Discussing his new series, the director said it has always fascinated him that the sacrifice of the men and women who comprised the INA is just a forgotten footnote in history. “I wanted to make something that stands the test of time. It goes down in posterity,” Khan, who first explored the subject in a Doordarshan documentary 20 years ago, said. For the documentary, he travelled with former INA officers Captain Lakshmi Sahgal and Captain Gurbaksh Singh Dhillon from Singapore to India via erstwhile Burma, retracing the route that the INA followed. “The documentary got me a lot of attention and acclaim but the story just never left me. It’s actually the first script I ever wrote and I landed up with that script in Bombay from Delhi. I realised very soon that nobody’s going to give me a budget of this size to make my first film.
“And then after every film, I would pick up the script and say, ‘Okay, this is the one I want to make’, because this is the story that made me want to become a filmmaker. On the way, I ended up making eight other films but this is really the story that I wanted to make,” he said. Kabir is happy that the story has come out as a series, not a film, as it would have required to compromise with the budget and other elements.
“Without giving any numbers, this is the most expensive project I have ever worked on… It required that kind of budget.”
Kabir believes the INA was responsible for bringing down the morale of the British establishment, which realised it would be impossible to keep the country colonised without the support of the local army.
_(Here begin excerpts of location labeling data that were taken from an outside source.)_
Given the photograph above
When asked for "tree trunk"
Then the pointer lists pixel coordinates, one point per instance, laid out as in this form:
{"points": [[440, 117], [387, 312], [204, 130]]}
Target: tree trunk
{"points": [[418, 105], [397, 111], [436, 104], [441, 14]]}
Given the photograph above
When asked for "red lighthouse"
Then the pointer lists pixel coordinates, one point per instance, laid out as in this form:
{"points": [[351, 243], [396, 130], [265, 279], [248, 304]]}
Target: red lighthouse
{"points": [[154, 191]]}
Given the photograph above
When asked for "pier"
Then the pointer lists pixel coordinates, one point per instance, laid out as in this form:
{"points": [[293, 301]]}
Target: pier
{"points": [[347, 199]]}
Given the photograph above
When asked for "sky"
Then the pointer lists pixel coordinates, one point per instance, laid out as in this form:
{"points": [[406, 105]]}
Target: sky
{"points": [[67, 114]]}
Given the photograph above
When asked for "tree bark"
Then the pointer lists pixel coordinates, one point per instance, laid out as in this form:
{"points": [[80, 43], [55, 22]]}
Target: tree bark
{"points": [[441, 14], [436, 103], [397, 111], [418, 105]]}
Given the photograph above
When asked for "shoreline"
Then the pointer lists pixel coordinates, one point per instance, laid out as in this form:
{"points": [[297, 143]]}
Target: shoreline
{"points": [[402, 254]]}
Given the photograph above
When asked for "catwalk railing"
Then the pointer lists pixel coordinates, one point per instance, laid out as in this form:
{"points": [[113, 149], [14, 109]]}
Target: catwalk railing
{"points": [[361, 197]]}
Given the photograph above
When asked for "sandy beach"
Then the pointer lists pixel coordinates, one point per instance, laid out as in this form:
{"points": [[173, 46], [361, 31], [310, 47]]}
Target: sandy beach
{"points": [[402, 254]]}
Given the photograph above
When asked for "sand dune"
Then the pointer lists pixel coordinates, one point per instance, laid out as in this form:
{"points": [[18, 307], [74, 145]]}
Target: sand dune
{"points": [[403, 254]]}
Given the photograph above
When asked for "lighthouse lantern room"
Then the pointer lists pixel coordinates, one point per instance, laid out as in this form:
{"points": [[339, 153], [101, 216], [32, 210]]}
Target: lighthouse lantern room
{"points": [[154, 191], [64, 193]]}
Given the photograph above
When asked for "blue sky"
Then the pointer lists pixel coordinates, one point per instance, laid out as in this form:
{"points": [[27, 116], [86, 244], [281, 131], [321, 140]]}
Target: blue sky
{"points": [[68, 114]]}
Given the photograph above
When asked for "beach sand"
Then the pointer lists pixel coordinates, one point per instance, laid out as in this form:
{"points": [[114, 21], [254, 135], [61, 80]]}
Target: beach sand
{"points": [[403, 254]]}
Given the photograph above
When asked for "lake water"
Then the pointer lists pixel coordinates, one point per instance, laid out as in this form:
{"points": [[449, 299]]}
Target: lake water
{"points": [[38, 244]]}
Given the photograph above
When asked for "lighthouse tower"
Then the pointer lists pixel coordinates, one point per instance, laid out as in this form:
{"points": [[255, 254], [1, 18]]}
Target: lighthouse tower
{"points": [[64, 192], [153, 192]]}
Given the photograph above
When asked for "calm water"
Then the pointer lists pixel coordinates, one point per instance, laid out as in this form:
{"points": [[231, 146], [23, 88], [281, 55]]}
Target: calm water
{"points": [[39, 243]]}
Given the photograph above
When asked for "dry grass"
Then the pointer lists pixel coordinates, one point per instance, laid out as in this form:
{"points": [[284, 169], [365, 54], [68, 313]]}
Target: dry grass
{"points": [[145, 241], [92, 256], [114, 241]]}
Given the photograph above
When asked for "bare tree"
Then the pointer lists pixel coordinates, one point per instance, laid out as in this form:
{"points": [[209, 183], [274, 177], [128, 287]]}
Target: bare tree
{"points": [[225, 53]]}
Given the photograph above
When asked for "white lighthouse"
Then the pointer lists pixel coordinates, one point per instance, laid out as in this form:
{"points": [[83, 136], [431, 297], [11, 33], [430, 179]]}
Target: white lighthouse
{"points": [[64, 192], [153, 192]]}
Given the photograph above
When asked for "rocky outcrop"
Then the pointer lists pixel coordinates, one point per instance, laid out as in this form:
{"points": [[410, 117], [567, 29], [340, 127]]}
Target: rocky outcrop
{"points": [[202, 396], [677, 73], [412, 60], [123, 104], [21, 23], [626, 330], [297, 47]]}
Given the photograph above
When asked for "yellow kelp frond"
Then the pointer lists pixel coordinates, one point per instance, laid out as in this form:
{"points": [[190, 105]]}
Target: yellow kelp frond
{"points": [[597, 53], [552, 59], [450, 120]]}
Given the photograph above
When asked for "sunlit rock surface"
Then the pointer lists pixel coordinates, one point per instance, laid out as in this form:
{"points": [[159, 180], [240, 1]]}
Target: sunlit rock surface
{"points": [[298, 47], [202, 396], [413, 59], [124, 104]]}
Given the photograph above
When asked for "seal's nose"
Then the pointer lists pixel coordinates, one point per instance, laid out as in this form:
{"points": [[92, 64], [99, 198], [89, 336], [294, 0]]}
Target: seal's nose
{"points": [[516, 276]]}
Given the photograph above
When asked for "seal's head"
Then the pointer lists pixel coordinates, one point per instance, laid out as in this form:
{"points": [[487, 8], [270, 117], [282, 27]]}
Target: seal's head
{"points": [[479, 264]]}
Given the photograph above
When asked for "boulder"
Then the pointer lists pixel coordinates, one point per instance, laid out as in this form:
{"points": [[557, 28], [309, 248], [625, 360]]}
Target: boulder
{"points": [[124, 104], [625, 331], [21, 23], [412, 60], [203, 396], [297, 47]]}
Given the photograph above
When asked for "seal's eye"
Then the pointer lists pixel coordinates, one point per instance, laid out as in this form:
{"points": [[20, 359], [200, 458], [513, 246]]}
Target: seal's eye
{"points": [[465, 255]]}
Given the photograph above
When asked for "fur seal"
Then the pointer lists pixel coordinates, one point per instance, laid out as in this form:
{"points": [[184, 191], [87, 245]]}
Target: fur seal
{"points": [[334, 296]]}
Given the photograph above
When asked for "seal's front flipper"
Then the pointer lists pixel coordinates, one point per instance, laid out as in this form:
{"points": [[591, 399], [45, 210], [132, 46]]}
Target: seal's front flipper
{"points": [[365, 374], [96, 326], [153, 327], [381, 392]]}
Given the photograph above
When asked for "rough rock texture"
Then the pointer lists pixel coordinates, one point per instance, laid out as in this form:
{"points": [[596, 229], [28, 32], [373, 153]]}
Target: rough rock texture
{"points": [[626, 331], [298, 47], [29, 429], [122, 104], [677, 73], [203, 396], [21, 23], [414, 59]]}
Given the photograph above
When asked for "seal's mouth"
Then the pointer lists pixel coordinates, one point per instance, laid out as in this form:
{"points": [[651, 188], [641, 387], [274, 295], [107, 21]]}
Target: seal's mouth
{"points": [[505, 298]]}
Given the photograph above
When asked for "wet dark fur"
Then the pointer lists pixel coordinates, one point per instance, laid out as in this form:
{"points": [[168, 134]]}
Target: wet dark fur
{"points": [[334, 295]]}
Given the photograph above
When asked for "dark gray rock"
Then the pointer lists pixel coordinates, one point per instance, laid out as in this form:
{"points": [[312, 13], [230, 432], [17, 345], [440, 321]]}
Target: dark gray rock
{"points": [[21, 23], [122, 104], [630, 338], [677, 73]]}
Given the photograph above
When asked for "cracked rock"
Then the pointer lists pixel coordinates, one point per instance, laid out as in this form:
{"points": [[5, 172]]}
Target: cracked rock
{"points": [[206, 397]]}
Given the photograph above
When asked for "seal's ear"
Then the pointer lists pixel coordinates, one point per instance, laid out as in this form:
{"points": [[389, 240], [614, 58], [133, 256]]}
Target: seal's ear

“There are a lot of debates and discussions about what happened with the INA and the controversies around it. The whole point is that, if you want to judge what the Army did, sure that’s your prerogative, but at least get to know what they did. Nobody knows what happened with the Army from 1942 to 1945.” He added that 55,000 men and women of the INA fought for independence and 47,000 of them died. “Not a single person from that Army was ever taken back into the independent Army, which is such an amazing fact… The fact that the British called them traitors became the narrative and we also started assuming that they were traitors.” “They were the only women’s regiment in the whole world 70 years ago. That’s what they thought about women’s importance in society. I don’t know whether they will be happy with what the current situation is,” he said.